Chiarita la mia posizione su Curiosity passiamo alla notizia vera e propria.
La Nasa ha annunciato che il SAM (uno dei rilevatori a bordo di Curiosity) ha rilevato dei dati, a quanto pare, di importanza storica.
Suddetti mirabolanti risultati saranno divulgati al pubblico solo il 3 dicembre.

Cosa avrà mai trovato Curiosity?
Del Soylent verde?
I marziani?
Un autogrill?

Prima di tutto chiariamo due cose.

Che cos’è il Sam?
Il SAM (Sample Analysis at Mars) è un insieme di strumenti atti a rilevare composti organici sia nell’atmosfera marziana sia nel suolo. Ottiene i suoi dati da uno spettrometro di massa, un gas-cromatografo e uno spettrometro laser. In sostanza il suo compito è analizzare campioni di suolo e di atmosfera marziana allo scopo di trovare composti organici.
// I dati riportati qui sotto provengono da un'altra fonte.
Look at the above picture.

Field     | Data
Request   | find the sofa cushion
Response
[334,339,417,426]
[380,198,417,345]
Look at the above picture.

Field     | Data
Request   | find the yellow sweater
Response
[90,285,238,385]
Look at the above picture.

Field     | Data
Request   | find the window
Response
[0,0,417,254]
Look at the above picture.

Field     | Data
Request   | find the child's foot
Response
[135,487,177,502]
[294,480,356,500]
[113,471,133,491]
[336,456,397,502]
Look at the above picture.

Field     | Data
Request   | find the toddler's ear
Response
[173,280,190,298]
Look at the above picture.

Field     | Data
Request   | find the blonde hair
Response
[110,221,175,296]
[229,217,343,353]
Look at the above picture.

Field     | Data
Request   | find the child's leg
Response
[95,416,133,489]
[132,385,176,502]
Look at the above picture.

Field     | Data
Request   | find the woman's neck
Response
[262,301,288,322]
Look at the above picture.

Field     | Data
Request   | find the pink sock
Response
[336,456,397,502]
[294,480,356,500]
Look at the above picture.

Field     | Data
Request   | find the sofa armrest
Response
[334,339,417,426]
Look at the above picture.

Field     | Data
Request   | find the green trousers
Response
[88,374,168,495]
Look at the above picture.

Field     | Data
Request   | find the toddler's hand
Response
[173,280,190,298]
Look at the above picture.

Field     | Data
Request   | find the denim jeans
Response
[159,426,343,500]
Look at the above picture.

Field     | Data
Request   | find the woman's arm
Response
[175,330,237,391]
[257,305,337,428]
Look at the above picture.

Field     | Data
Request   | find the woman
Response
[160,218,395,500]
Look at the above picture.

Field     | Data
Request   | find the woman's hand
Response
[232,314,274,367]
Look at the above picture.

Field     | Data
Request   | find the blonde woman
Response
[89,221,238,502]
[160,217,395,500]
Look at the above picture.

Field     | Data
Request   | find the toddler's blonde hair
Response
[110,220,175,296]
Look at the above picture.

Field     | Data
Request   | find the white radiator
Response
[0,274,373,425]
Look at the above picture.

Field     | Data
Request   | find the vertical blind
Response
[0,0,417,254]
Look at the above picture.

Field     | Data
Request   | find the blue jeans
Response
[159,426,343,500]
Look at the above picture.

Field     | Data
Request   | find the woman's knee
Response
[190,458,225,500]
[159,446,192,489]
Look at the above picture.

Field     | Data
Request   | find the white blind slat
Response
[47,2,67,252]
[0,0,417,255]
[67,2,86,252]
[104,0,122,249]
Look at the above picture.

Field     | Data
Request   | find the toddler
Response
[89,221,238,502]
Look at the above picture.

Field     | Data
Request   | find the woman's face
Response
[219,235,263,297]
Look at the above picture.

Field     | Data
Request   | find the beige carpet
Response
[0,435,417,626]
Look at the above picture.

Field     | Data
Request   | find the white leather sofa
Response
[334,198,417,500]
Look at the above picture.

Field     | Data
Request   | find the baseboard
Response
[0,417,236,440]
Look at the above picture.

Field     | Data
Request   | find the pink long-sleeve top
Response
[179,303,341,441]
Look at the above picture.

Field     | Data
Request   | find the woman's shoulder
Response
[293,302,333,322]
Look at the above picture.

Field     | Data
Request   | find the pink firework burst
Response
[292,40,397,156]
Composti organici? C’è vita su Marte e nessuno me l’ha detto?
Da anni vengono rilevati nell’atmosfera di Marte ingenti quantità di gas metano. Gas che si può creare in due situazioni in natura: a seguito di particolari vulcanici, o come sottoprodotto nella “digestione” dei batteri anaerobici.

Sì, scoregge di batteri.

Marte, a quanto ne sappiamo, ha un’attività geofisica molto limitata. È possibile, anche se molto improbabile, che sia essa la causa della presenza di questo gas.
Ma il metano dura poco nell’atmosfera marziana. Si scompone velocemente in altre molecole, e in meno di 300 anni non è più possibile trovarne traccia. Quindi il fenomeno che l’ha originato deve essere occorso recentemente e ripetutamente.

Cosa che porterebbe a credere maggiormente nell’origine biologica.

Quindi? Sta specie di Wall-E gigante ha trovato o no i marziani?

Mars Attack

Beh.
Forse.

Come ho detto prima, il SAM è sì progettato per trovare molecole organiche, ma non sa distinguere se sono di origine biologica o no. Gli strumenti non possono riconoscere la struttura e gli isotopi tipici delle molecole di origine biologica. Per questo ci penseranno le prossime missioni dell’ESA.

Ciò non toglie comunque che la presenza di molecole organiche può essere un importante indizio della possibile presenza passata/presente di vita su Marte. Di fatto smentirebbe i risultati delle sonde Viking che, al tempo, non trovarono tracce di alcun tipo.

Di per se potrebbe essere un dato che vuol dire tutto o niente.
Ma a tutti piace credere in qualcosa.